Ordered, That it be an Instruction to the said Committee, That they do hear the Officers of the Exchequer, or any others concerned, by their Counsel, if they think fit, to the said Bill.

Quakers Affirmation.

A Petition of the People called Quakers was presented to the House, and read; setting forth, That their many Sufferings for not Swearing, may give Satisfaction, that it is purely a conscientious and religious Principle, Not to swear in any Case, according to the Commands of our Saviour, as they conceive, and the Example of many eminent Martyrs; notwithstanding which, they have been, and are, exposed to Imprisonments; their Estates seized, and sequestered; and themselves disabled from defending, or recovering, their just Rights and Properties, for want of an Oath: And praying Leave to bring in a Bill, That their solemn Affirmation or Denial, may be accepted instead of an Oath; freely submitting, That whoever shall falsify the Truth, and be thereof convicted, shall undergo like Pains and Penalties as, in Law and Justice, are due to perjured Persons.

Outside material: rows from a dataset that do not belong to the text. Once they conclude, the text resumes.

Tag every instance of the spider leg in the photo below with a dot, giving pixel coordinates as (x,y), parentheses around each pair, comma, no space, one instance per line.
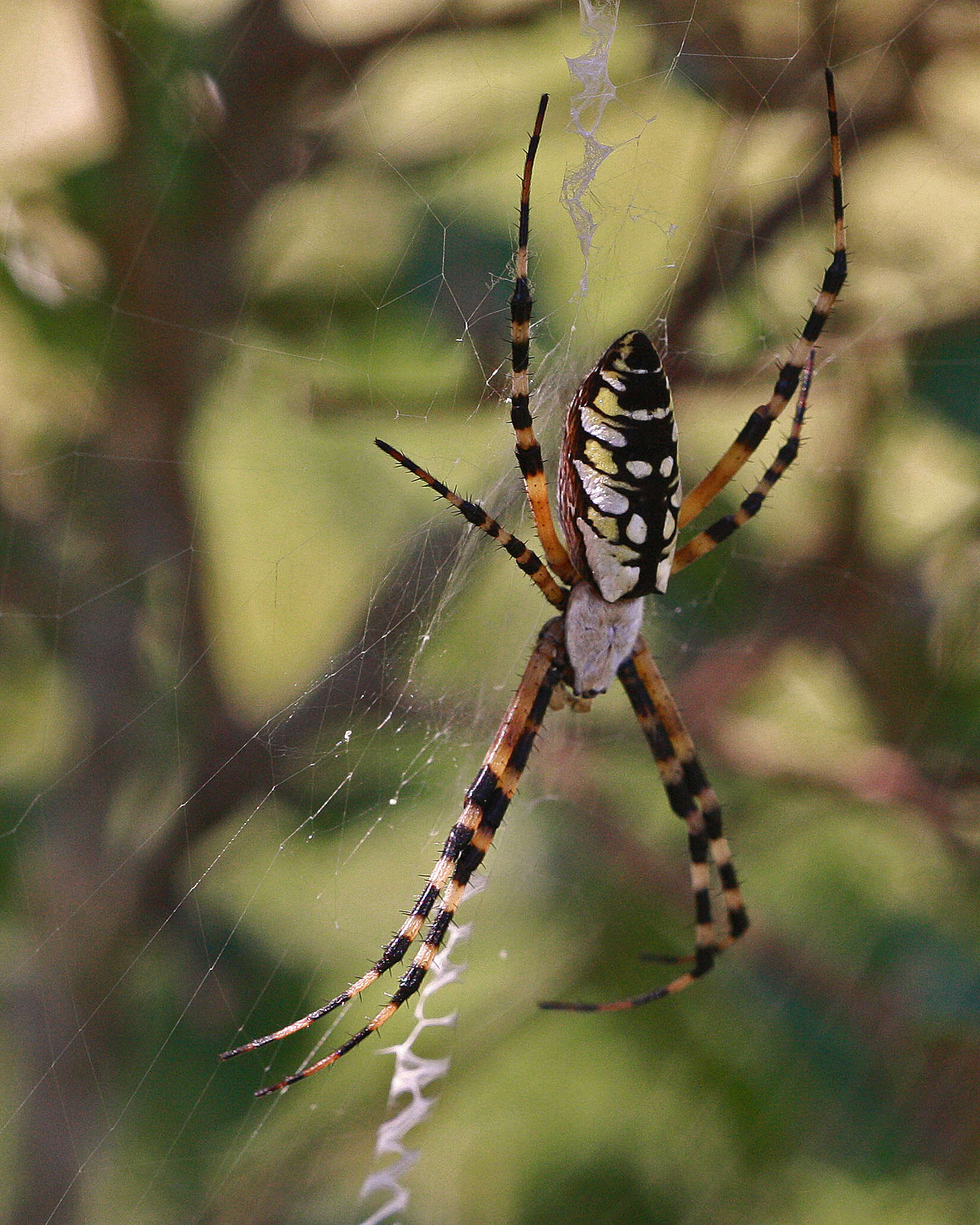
(665,708)
(528,450)
(693,800)
(463,852)
(758,425)
(723,528)
(472,513)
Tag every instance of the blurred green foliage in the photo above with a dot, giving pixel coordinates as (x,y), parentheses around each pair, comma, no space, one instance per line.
(248,669)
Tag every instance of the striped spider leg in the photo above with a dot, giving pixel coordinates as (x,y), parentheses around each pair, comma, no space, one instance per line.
(620,508)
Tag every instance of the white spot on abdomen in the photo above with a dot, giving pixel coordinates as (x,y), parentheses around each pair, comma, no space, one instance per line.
(598,493)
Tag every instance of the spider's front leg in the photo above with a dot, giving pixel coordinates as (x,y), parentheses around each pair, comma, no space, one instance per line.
(462,854)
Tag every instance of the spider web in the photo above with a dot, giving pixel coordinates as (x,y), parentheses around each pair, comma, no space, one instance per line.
(249,673)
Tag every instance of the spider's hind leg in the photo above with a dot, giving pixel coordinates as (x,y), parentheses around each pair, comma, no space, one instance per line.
(693,800)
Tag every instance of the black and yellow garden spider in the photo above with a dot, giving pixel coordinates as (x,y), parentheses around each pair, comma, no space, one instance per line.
(620,508)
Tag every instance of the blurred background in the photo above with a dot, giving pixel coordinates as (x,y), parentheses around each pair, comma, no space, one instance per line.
(249,668)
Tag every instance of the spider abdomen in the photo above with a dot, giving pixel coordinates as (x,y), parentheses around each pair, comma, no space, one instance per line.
(619,485)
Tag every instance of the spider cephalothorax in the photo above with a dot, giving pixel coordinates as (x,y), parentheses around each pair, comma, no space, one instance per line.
(620,508)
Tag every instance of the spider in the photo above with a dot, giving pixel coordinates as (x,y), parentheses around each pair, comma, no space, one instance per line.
(620,508)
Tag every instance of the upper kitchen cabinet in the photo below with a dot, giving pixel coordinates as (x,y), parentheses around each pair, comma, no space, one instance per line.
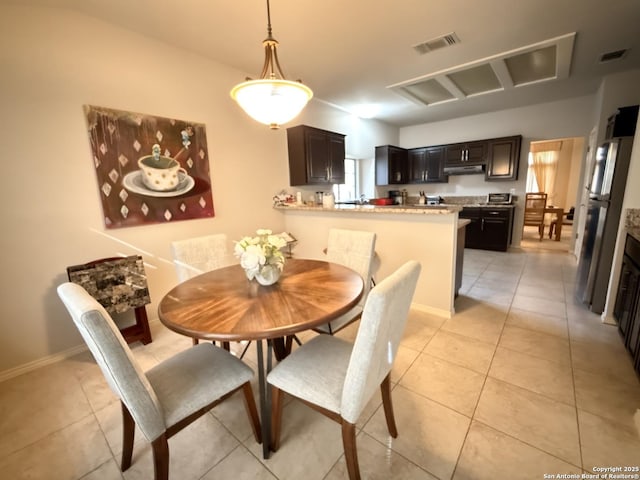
(391,165)
(466,154)
(316,157)
(503,158)
(426,165)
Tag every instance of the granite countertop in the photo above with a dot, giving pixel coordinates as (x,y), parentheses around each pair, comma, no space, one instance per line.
(373,209)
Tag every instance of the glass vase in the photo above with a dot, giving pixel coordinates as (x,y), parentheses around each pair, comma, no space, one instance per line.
(268,275)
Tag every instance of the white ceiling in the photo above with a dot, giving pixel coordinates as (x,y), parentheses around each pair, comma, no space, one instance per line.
(350,51)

And the Question being put, That Leave be given to bring in a Bill, according to the Prayer of the Petition;

The House divided.

The Yeas go forth.

Tellers for the Yeas, Sir Harry Hobart,
Mr. Clark:
189.
Tellers for the Noes, Sir John Barker,
Mr. Gwynn:
145.

So it was resolved in the Affirmative.

Ordered, That Mr. Waller do prepare, and bring in, the Bill.

Supply Bill; Land Tax.

A Message from the Lords, by Sir Miles Cooke and Sir Richard Holford:

Mr. Speaker,

The Lords have passed the Bill, intituled, An Act for granting to his Majesty an Aid of Four Shillings in the Pound, for One Year, for carrying on the War against France, without Amendment.

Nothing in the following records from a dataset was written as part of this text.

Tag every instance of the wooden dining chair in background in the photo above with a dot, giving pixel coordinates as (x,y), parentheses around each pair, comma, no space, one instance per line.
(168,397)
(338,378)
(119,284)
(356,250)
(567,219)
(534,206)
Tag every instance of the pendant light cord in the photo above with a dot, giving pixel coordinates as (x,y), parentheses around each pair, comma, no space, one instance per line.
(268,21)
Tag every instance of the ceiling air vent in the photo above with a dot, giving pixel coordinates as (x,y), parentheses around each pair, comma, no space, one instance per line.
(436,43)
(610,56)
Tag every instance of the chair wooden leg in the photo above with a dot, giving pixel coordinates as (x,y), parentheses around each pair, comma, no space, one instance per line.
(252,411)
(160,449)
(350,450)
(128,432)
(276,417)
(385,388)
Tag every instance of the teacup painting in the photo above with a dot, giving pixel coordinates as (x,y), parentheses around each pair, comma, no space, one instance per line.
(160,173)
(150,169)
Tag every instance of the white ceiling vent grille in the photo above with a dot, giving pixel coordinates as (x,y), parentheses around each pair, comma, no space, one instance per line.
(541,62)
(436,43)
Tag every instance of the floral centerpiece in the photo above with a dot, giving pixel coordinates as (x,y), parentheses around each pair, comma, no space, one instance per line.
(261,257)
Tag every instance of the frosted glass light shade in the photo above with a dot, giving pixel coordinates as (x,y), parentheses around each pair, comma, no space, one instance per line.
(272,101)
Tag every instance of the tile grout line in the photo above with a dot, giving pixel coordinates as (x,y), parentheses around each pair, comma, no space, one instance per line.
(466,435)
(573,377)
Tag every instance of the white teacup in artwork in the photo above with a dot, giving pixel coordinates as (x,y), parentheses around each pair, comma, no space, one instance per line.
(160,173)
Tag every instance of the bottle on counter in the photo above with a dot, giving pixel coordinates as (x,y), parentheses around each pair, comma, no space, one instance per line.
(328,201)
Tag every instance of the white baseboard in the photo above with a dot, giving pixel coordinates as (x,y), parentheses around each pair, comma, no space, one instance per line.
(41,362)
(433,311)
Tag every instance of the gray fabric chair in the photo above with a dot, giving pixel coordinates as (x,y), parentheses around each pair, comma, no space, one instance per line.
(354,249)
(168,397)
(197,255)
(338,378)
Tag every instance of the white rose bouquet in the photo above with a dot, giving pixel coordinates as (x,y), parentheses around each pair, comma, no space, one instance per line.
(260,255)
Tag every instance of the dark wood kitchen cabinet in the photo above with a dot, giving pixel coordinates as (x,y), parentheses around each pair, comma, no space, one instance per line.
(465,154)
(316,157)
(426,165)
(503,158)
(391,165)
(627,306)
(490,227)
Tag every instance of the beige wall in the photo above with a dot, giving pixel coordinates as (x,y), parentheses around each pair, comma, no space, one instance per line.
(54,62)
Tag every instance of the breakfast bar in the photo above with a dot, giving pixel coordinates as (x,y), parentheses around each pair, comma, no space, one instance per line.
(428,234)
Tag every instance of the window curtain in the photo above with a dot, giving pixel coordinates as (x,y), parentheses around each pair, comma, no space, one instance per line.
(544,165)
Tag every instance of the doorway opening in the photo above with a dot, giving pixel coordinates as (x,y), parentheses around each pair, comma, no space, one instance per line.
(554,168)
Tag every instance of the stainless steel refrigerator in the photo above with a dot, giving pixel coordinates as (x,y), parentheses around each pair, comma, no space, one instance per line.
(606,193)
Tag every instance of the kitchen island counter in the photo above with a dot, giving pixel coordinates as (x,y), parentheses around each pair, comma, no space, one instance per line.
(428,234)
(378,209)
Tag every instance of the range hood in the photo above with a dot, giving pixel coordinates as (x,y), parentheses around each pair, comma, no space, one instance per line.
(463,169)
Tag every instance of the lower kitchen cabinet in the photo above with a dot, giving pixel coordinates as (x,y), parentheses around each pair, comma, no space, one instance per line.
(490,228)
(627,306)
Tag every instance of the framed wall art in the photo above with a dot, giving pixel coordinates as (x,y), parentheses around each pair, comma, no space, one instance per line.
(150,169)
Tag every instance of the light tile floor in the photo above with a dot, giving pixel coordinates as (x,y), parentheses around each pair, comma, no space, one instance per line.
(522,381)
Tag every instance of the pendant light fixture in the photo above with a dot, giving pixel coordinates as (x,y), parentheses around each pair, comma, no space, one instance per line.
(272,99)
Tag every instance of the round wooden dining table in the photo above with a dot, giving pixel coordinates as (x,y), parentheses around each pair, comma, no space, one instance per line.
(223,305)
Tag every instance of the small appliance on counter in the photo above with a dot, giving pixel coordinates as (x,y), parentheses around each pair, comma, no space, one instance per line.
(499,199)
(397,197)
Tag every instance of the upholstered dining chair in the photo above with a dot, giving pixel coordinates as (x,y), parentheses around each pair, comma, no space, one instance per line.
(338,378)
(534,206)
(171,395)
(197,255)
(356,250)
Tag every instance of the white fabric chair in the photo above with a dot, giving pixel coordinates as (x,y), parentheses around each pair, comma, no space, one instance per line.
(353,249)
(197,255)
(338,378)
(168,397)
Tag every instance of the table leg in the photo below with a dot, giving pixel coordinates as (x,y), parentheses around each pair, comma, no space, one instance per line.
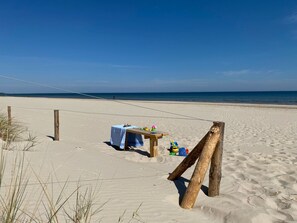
(153,146)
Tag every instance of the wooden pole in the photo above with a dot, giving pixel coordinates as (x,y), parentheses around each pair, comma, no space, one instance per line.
(153,146)
(197,178)
(215,172)
(57,125)
(9,114)
(189,160)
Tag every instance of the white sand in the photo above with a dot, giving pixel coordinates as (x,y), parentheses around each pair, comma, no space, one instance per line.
(259,182)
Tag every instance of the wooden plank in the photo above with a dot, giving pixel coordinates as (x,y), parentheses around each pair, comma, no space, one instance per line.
(9,114)
(147,133)
(189,160)
(56,125)
(153,146)
(197,178)
(215,172)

And then the Messengers withdrew.

Highway Laws.

A Petition of the Carriers, Waggoners, and others, travelling the Northern Roads, was presented to the House, and read; setting forth, That, by the Statute of 22 Car. 2di, for the better Repairing of Highways and Bridges, it is Enacted, That no Waggoner shall draw with more than Five Horses at Length; and that, if they draw with a greater Number, they shall all draw in Pairs, except One Horse; under the Penalty of 40s.: That, by reason of the doubtful Construction of those Words, one Littlehale, and others, under Pretence of being Informers and Undertakers for the Roads, have, for many Years past, extorted great Sums from the Petitioners, who are forced, for their Quiet, to pay the said Informers 8 l. 5 l. 4 l. per Ann. and some more, or less, to avoid the Penalty of the said Act; and then the Informers suffer the Petitioners to draw with as many Horses at Length as they please; but, without such yearly Agreements and Payments, they seize the Petitioners Horses, for great Sums at a time; and stop them in their Journey, and give out, That they cannot avoid the said Forfeiture; though the Petitioners take all the Care they can to observe the Directions of the said Act: And praying, That the House will explain the said Act, or otherwise redress their Grievances, as, the House shall think sit.

Ordered, That the Consideration of the said Petition be referred to the Committee, to whom the Petition of the Carriers and Waggoners travelling the Western Roads is referred.

State of the Nation— E. India Trade.

The House, according to the Order of the Day, resolved itself into a Committee of the whole House, to consider further of the State of the Nation, in relation to Trade; and particularly to the East-India Trade.

Mr. Speaker left the Chair.

Colonel Granvill took the Chair of the Committee.

Mr. Speaker resumed the Chair.

Colonel Granville reported from the said Committee, That they had made some Progress in the Matter to them referred; and had come to several Resolutions; which they had directed him to report, when the House will please to receive the same.

Ordered, That the Report be made upon Thursday Morning next.

Colonel Granvill also acquainted the House, That he was directed by the said Committee to move, That they may have Leave to sit again.

Resolved, That this House will, upon Tuesday Morning next, after the said Report, resolve itself into a Committee of the whole House, to consider further of the State of the Nation, in relation to Trade; and particularly to the East-India Trade.

Committees.

Ordered, That all Committees be adjourned.

And then the House adjourned till To-morrow Morning, Nine a Clock.